The movie is dominated by badly over-written arguments, directed in the indistinguishable style of lesser British prestige TV, with no distinction between wide shots and close-ups. (Jones is at an apparent advantage, having co-written this claptrap, while Wood—a reliably interesting presence—seems at a loss as to how to make the words sound like his own.) Thomas’ debut reading at 92Y’s 1,000-seat Kaufmann Concert Hall happens off camera, presumably for budgetary reasons, and, barring a leadenly stylized sequence in which supporting characters read “Love In The Asylum” line by line, Set Fire makes no attempt to evoke the feeling of Thomas’ poetry.

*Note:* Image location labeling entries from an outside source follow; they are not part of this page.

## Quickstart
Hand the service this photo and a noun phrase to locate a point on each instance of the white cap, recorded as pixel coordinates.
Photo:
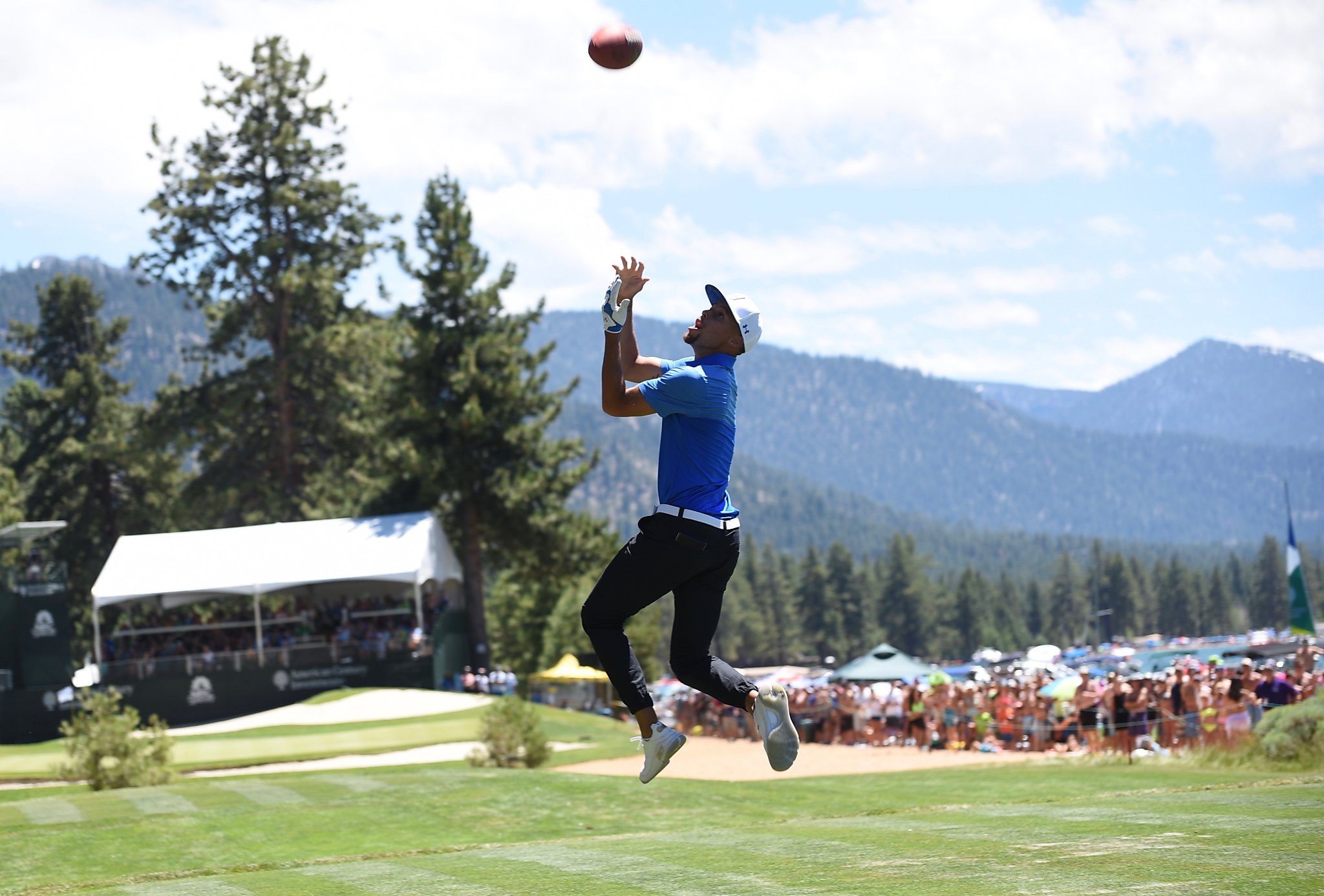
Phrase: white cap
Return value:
(746, 313)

Worst of all, Goddard shows no feeling for America, a country Thomas would return to for three more tours—which resulted in him becoming more popular here than anywhere else outside of Wales—and where he would die in 1954, another casualty in the storied history of the Hotel Chelsea. (Unsurprisingly, the movie itself was shot in Wales.) Meanwhile, the intensity of Thomas’ personality is mostly conveyed through reaction shots of button-down ’50s types who just can’t believe that a famous literary figure would say “fuck” out loud.